1. Korinther 9,26
Andachten
Ich laufe aber also, nicht auf's Ungewisse; ich fechte also, nicht als der in die Luft streicht.
Frisch angegriffen! Denkt euch die Sache nicht zu schwer! Werft alle eigenen Gedanken über Bord, die auf „nicht können“ hinauslaufen und lernt evangelisch denken, ihr könnt, ja ihr könnt! Bittet nur um die rechte Einfalt, geht nur auf das kleine Pünktlein ein, darauf der HErr euch hinweist! Gebt nur zu diesem kleinen Pünktlein euren Willen her und der Gott des Friedens wird euch tüchtig machen, zu tun Seinen Willen und zu schaffen, was vor Ihm gefällig ist. Nun, Er regiere euren Lauf, Er stärke euch im Kampf, dass ihr überwindet und das ewige Kleinod erlanget! (August Ferdinand Huhn)
Ich kämpfe also, dass ich nicht Streiche in die Luft führe.
Den herrlichsten Siegen gehen die ernstesten Kämpfe voran. An drei Beispielen möchte ich das zeigen. Zuerst steht Jesus in Gethsemane vor mir. Matth. 26, 36-46. Gab es wohl je einen heftigeren Kampf? Nie. Der Sieg war aber auch so groß, weitgehend und herrlich, dass wir heute noch davon leben. Es handelte sich hier um einen Sieg für alle Menschen. Jak. 5, 17 sehen wir in einen anderen Kampf hinein: Bis sich ein Wölkchen zeigte, wenn auch nur einer Hand breit groß, musste Elias siebenmal niederfallen und ernstlich flehen! Das heißt beten. Wer einen solchen Kampf wagt, wird gewaltige Siege erringen. Feige Naturen beben zurück; wer ausharrt, wird tief in Gott eingewurzelt und ist der Welt außerordentlich nützlich. Das dritte Beispiel finden wir 2. Mose 17, 8-16. Hier wird uns vom Sieg über Amalek erzählt. Solange Moses die Hände emporhielt, hatte Israel die Oberhand; ließ er sie aber sinken, siegte Amalek. Nun unterstützten Aaron und Hur die Hände Moses, bis Israel den Sieg davontrug. Es hilft uns nichts, über Gebetssiege zu philosophieren; die Tatsachen stehen fest, und sie reden eine unmissverständliche Sprache. Geistesmächte wie auch Kriegsscharen von Fleisch und Blut können durch anhaltendes Gebet besiegt werden. Was wir heute nicht verstehen, bleibt dennoch wahr; nur Geduld, auf Gottes Wegen kommt Licht in unverstandene Dinge. Sieghaftes Beten erfordert Zuversicht, kindliches Vertrauen, Hingabe, Ausdauer. Feinde umringen uns. Auf den Knien, auf dem Angesichte vor Gott liegend, können wir sie besiegen. (Markus Hauser)

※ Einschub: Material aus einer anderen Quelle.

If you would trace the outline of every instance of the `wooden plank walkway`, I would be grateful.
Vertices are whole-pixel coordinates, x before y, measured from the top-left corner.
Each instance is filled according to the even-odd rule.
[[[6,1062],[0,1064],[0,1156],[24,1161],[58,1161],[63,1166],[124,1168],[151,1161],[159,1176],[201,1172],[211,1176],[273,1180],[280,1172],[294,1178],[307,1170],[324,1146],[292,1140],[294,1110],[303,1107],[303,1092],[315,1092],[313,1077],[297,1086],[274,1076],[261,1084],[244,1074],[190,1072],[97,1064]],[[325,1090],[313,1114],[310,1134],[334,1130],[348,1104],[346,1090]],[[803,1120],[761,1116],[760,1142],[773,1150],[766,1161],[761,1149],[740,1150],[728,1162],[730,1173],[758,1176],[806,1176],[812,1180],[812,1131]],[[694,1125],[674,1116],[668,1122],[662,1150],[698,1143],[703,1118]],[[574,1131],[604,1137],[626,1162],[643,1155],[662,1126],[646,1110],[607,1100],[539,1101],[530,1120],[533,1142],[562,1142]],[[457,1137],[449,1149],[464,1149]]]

Ich laufe aber also, nicht als aufs Ungewisse; ich fechte also, nicht als der in die Luft streicht, sondern ich betäube meinen Leib und zähme ihn, dass ich nicht den Anderen predige und selbst verwerflich werde.
Wenn wir Augensalbe hätten, wenn unser Geistesblick so geschärft wäre, dass wir durch alle Verdüsterungen und Verdunkelungen, welche die Eigenliebe herbeiführt, hindurchblicken könnten, so würden wir ja mit Furcht und Zittern schaffen, dass wir selig werden. Aber man weiß nicht, wer man ist, und bedenkt es nicht, und will es auch nicht wissen. Eingewiegt in das Modechristentum, umgeben von lauter Leuten, die in der spreuerleichten Tugend und Religion unserer Zeit blind und verstockt einhergehen, da ist es etwas leichtes, als ein Tugendbild und als ein ausgemachter Christ zu erscheinen.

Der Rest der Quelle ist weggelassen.